In wells producing a significant crude phase, a corrosion inhibitor that is oil soluble and only slightly water dispersible is often employed. Such corrosion inhibitor will film metal from the oil phase, providing long-term persistency to the metal surface and thus often requiring only intermittent batch feeding of the corrosion inhibitor to the formation down the tubing or into the annulus. In injection water or other systems where water is a significant phase, however, corrosion inhibitors must be either totally water soluble or highly water dispersible to carry through the surface line and tubing system. These corrosion inhibitors generally are not persistent, and it is necessary to feed them continuously, always maintaining a residual amount in the system. Loss of corrosion inhibitor residuals results in desorption of inhibitor film and loss of protection.

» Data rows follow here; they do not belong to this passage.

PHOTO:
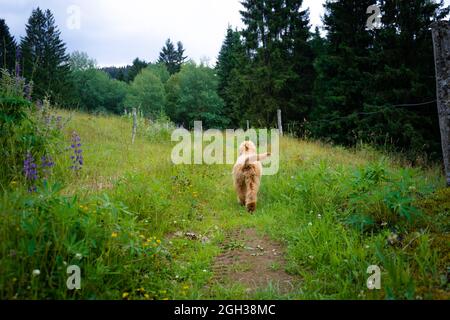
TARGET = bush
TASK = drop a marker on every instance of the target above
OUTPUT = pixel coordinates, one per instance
(95, 90)
(147, 92)
(29, 134)
(160, 130)
(192, 95)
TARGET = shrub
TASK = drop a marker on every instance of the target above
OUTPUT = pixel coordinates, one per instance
(27, 131)
(147, 92)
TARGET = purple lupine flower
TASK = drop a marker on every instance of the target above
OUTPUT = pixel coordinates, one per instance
(27, 91)
(18, 57)
(39, 105)
(77, 157)
(47, 165)
(59, 124)
(30, 171)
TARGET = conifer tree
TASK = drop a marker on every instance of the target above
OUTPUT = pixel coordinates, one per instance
(7, 47)
(171, 57)
(45, 61)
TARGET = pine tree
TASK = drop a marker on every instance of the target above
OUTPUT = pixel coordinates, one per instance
(181, 58)
(137, 66)
(45, 61)
(281, 73)
(229, 63)
(405, 75)
(7, 47)
(342, 85)
(171, 57)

Since maintaining corrosion inhibitor residuals is critical to maintaining protection in injection water systems, and in any system having a predominant or significant water phase, inhibitor residuals are routinely determined in the field to provide close control. The currently used method is a procedure wherein the amine-type compounds present in a water sample are first extracted, and then the concentration of these compounds are determined colorimetrically. This and other known procedures are discussed in more detail below.

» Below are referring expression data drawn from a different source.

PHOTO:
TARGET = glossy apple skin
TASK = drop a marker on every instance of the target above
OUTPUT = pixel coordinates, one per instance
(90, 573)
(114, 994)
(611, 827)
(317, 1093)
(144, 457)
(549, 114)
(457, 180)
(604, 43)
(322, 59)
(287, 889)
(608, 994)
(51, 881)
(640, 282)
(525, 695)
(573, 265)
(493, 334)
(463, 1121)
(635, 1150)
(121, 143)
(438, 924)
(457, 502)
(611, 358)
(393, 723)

It would be highly desirable to provide a method for monitoring water soluble corrosion inhibitor concentration in the waters of injection water systems and other large aqueous systems that is faster than current methods. It would be highly desirable to provide such a monitoring method that provides real-time analysis, detecting any corrosion inhibitor underfeeding in time to permit system changes before real corrosion damage occurs. It would be highly desirable to provide such a monitoring method that is product specific, focussing only the compound of interest, and avoiding interferences from other compounds. It would be highly desirable to provide such a monitoring method that directly analyzes one of the "actives" that provide the corrosion protection, instead of an inert dye or other tracer compound that does not behave chemically similar to the corrosion inhibitor product. It would be highly desirable to provide such a monitoring method that determines corrosion inhibitor actives precisely, while maintaining the desired speed and product specificity. It is an object of the present invention to provide such a method with aforesaid highly desirable advantages over current methods of monitoring corrosion inhibitors, and by virtue of such fast, specific and precise monitoring also provide a method for controlling the dosage of corrosion inhibitor for such systems. The invention and these and other objects and advantages of the invention are described in more detail below.